Sunday, July 15, 2012

Carthay Circle Dining

Last weekend, I unexpectedly had the pleasure of having lunch at the Carthay Circle Restaurant when a friend of a friend had to drop out.  I can happily report that this fine dining establishment easily ranks among the best food in the entire resort.  Consider it the DCA version of Blue Bayou--although the food may be even better, since it has been developed under the direction of Napa Rose executive chef Andrew Sutton. Here are a few pictures highlighting some delectable dishes!

Signature Fire Cracker Duck Wings.
These spicy duck wings were an item I had heard about before dining and had eagerly awaited.  Coated with a rich lathering of soy, lime, and Sriracha chili sauce, these appetizers packed a pretty good kick and are not for the faint of heart when it comes to spice tolerance.  There's fantastic crispiness to the skin as well that's absolutely joyful, and this may very well be the best item in the restaurant!

Carthay House Biscuits.
Accompanying the wings for appetizers were the house biscuits. But these weren't just any type of biscuit.  Stuffed with cheddar, bacon, and jalapeno and served with a honey apricot butter, these were savory complements to the duck wings.  The zingy cheese baked inside provided a liquid pop upon bite, and they were such a pleasure that my friend nicknamed them "God Balls."

Bacon Wrapped Shrimp.
I was able to try one of the six pictured here, courtesy of a member of our dining party.  They were absolutely delicious.  Bacon makes just about anything better, of course, but the bed of summer roasted corn, grilled zucchini, and basil salsa provided a light, refreshing almost-chowder that went quite well with the shrimp.  My only "criticism" is that this doesn't come with more shrimp--the dish is so fantastic you inevitably feel there's not enough food!
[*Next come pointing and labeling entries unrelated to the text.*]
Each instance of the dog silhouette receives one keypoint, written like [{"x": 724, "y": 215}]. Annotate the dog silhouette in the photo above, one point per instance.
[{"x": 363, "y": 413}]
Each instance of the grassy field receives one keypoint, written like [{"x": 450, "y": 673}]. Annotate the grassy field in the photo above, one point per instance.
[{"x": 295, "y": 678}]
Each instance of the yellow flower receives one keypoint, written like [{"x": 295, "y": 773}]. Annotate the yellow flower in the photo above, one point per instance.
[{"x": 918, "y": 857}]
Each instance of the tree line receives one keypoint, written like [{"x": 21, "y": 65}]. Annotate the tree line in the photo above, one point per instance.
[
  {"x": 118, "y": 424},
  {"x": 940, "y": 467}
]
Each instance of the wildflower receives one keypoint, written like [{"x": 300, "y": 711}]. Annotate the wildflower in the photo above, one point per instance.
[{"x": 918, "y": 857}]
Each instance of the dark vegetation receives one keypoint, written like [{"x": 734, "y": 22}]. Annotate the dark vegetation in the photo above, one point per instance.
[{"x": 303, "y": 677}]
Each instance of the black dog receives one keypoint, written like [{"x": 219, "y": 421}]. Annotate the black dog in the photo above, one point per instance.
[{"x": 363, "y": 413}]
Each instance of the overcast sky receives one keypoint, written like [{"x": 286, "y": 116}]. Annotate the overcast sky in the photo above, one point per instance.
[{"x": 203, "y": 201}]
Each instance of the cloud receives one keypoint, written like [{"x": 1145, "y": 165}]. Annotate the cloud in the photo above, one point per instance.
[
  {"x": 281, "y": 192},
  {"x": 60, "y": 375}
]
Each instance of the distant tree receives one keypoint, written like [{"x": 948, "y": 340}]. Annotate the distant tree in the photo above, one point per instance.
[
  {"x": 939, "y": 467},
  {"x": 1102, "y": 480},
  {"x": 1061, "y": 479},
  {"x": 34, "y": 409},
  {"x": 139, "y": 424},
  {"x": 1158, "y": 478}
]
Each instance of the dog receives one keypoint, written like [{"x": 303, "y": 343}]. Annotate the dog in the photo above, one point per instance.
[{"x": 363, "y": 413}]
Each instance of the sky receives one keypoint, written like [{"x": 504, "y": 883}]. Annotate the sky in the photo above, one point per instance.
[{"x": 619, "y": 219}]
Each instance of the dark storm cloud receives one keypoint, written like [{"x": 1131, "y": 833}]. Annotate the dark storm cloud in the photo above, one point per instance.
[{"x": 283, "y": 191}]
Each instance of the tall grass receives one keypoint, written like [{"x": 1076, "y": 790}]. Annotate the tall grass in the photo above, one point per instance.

Pan Roasted Lamb Rolitini.
The rolitini was like a tasteful gourmet sausage.  The lamb was not incredibly gamey, but there was certainly a lamb-like taste to it for those with experienced palate.  Accompanying the rolitini was baby artichokes, leeks, sun-dried tomatoes, green olives, and roasted garlic cloves.  It was quite tasty!

Cavatelli Pasta with a Tuscan-Style Braised Lamb.
Finally, what I had.  Pasta!  This pasta dish was cooked al dente to true perfection, and had sun-dried tomatoes, spinach, grana padana, and some very sweet and crisp peas, all in a fantastic lamb jus.  The portion was very appropriate--enough to fill me up (given the appetizers) without filling me up overly so.

All in all, the Carthay Circle Restaurant provided a wonderful meal, and I cannot wait to return!